Does your monthly mortgage payment include PMI? Contact us, you may be able to save money by removing your PMI.

How can homeowners keep from paying PMI?

With the utilization of The Homeowners Protection Act of 1998, on most loans lenders are required to automatically eliminate the PMI when the principal balance of the loan equals 78 percent of the initial loan amount. Smart homeowners can get off the hook a little earlier. The law promises that, upon request of the homeowner, the PMI must be abandoned when the principal amount equals only 80 percent.

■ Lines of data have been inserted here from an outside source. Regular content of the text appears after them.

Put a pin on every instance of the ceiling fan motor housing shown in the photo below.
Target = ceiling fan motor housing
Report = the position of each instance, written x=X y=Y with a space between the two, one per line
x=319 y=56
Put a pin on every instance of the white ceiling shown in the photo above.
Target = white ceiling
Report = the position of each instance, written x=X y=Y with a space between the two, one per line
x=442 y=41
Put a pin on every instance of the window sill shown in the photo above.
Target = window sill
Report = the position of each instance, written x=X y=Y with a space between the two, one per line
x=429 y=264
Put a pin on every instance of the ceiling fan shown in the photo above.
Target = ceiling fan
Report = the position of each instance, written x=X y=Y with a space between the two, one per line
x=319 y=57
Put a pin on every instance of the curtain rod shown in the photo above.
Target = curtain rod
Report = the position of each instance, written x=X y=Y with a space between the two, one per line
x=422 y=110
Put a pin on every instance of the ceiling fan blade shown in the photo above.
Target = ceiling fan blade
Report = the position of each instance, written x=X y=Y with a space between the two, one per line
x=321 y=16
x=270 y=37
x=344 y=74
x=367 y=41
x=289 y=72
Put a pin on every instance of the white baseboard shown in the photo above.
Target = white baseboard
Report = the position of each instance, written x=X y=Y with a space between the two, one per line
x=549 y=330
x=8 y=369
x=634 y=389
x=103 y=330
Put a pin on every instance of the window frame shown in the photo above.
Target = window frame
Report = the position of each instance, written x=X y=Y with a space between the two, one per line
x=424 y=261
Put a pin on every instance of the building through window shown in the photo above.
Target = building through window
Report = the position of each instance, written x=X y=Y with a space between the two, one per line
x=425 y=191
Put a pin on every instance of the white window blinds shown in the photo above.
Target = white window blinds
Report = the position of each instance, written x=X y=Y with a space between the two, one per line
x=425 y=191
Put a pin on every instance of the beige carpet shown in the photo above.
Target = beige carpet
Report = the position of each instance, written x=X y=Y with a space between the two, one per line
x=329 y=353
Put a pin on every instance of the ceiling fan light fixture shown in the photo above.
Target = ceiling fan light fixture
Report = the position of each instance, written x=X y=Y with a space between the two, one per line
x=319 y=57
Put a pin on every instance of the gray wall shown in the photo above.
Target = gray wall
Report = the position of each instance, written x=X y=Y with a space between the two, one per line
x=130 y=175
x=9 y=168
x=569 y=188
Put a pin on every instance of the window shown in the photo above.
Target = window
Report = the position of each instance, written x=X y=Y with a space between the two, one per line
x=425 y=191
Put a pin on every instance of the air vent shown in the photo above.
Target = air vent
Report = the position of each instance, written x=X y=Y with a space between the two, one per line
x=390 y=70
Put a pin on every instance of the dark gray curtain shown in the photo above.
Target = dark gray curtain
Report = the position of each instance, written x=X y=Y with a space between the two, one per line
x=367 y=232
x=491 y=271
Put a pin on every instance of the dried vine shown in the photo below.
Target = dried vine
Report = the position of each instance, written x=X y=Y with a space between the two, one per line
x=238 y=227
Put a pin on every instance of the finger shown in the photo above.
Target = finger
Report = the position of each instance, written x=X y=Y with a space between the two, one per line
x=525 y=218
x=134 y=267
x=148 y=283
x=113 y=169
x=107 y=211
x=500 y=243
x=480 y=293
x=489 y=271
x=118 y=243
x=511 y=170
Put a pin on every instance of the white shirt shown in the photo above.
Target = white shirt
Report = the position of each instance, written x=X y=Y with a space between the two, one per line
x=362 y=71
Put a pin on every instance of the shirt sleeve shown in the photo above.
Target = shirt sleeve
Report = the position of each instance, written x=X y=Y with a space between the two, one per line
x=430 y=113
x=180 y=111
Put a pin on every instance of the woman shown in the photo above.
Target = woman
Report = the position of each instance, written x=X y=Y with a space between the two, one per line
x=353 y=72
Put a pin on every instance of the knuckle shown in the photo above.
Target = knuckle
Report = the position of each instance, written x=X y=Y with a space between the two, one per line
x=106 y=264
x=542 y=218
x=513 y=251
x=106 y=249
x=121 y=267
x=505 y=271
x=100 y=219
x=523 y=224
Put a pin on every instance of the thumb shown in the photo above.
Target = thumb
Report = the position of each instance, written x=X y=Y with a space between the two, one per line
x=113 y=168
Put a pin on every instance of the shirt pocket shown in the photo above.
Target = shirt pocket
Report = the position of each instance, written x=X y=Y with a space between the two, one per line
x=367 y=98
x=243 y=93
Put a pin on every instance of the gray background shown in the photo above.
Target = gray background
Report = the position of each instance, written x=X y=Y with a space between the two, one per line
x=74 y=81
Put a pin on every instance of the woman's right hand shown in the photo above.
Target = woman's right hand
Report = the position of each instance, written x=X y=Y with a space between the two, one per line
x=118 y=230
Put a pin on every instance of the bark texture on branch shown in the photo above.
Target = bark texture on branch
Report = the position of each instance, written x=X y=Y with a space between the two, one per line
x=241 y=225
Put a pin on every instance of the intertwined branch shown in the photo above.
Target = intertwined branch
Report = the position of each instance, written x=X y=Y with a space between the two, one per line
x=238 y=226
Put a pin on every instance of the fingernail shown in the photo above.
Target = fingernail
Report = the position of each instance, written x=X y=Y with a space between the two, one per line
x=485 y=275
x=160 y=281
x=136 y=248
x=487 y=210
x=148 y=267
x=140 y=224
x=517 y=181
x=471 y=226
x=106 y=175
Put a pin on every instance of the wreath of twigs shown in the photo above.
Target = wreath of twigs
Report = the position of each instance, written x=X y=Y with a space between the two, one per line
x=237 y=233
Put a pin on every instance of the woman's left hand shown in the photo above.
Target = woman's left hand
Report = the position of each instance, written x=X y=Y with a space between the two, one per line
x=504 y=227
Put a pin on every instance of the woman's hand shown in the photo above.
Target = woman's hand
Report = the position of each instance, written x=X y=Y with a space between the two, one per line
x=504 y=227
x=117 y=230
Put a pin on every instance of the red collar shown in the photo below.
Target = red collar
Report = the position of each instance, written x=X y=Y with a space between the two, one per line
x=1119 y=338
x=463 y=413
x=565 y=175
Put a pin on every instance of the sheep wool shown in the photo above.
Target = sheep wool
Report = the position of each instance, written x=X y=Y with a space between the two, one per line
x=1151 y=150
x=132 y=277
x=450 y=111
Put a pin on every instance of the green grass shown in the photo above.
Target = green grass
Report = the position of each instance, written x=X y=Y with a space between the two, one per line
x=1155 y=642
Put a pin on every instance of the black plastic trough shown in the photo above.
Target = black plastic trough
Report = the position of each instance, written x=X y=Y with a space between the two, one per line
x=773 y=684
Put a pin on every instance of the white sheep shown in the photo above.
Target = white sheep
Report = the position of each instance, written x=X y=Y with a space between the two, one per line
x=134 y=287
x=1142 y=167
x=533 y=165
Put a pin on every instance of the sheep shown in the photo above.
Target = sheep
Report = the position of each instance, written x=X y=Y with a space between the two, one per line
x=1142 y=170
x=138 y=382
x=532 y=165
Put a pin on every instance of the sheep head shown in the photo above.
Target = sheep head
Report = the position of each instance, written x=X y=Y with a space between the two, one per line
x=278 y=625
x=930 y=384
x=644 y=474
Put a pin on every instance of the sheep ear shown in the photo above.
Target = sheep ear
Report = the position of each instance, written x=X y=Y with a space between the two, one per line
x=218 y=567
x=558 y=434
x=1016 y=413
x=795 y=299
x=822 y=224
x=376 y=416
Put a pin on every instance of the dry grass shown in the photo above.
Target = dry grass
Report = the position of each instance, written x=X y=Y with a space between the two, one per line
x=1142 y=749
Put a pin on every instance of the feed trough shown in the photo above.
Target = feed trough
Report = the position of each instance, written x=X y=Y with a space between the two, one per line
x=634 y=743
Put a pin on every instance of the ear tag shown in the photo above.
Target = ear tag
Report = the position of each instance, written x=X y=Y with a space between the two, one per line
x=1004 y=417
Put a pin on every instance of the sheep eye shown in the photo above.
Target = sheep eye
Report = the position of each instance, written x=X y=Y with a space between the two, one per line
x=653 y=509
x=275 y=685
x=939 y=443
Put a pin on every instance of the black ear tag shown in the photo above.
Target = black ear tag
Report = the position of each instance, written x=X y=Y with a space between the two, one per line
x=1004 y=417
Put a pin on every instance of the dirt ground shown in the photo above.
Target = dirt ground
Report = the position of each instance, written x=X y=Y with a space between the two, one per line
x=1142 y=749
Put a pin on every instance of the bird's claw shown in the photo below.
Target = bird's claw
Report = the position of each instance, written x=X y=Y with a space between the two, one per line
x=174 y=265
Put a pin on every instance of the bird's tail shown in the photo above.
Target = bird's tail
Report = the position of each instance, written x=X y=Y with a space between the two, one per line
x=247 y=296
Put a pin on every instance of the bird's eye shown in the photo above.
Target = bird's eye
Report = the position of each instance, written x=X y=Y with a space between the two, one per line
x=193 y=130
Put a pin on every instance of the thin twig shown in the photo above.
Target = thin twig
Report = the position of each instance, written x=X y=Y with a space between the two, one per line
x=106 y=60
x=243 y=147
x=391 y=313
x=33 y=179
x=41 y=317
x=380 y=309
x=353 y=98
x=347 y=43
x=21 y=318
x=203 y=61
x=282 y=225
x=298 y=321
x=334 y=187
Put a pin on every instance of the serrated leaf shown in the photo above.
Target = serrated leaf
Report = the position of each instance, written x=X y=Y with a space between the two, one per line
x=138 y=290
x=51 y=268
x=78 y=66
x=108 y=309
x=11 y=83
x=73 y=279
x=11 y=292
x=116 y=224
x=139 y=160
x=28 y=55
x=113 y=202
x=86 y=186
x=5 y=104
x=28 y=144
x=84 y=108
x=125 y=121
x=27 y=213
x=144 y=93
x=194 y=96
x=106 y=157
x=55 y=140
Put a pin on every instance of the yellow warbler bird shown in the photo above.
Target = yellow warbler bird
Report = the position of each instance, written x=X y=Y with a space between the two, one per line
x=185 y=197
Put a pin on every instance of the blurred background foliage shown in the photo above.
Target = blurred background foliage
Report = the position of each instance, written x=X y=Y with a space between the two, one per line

It can take countless years to get to the point where the principal is just 20% of the original loan amount, so it's necessary to know how your home has appreciated in value. After all, every bit of appreciation you've gained over time counts towards dismissing PMI. So why should you pay it after the balance of your loan has fallen below the 80% threshold? Your neighborhood may not be reflecting the national trends and/or your home may have secured equity before things cooled off, so even when nationwide trends signify declining home values, you should understand that real estate is local.

The toughest thing for many homeowners to understand is just when their home's equity rises above the 20% point. An accredited, licensed real estate appraiser can certainly help. As appraisers, it's our job to keep up with the market dynamics of our area. At MarketFocusValuations, we know when property values have risen or declined. We're experts at determining value trends in San Diego, San Diego County and surrounding areas. When faced with information from an appraiser, the mortgage company will often do away with the PMI with little effort. At that time, the home owner can relish the savings from that point on.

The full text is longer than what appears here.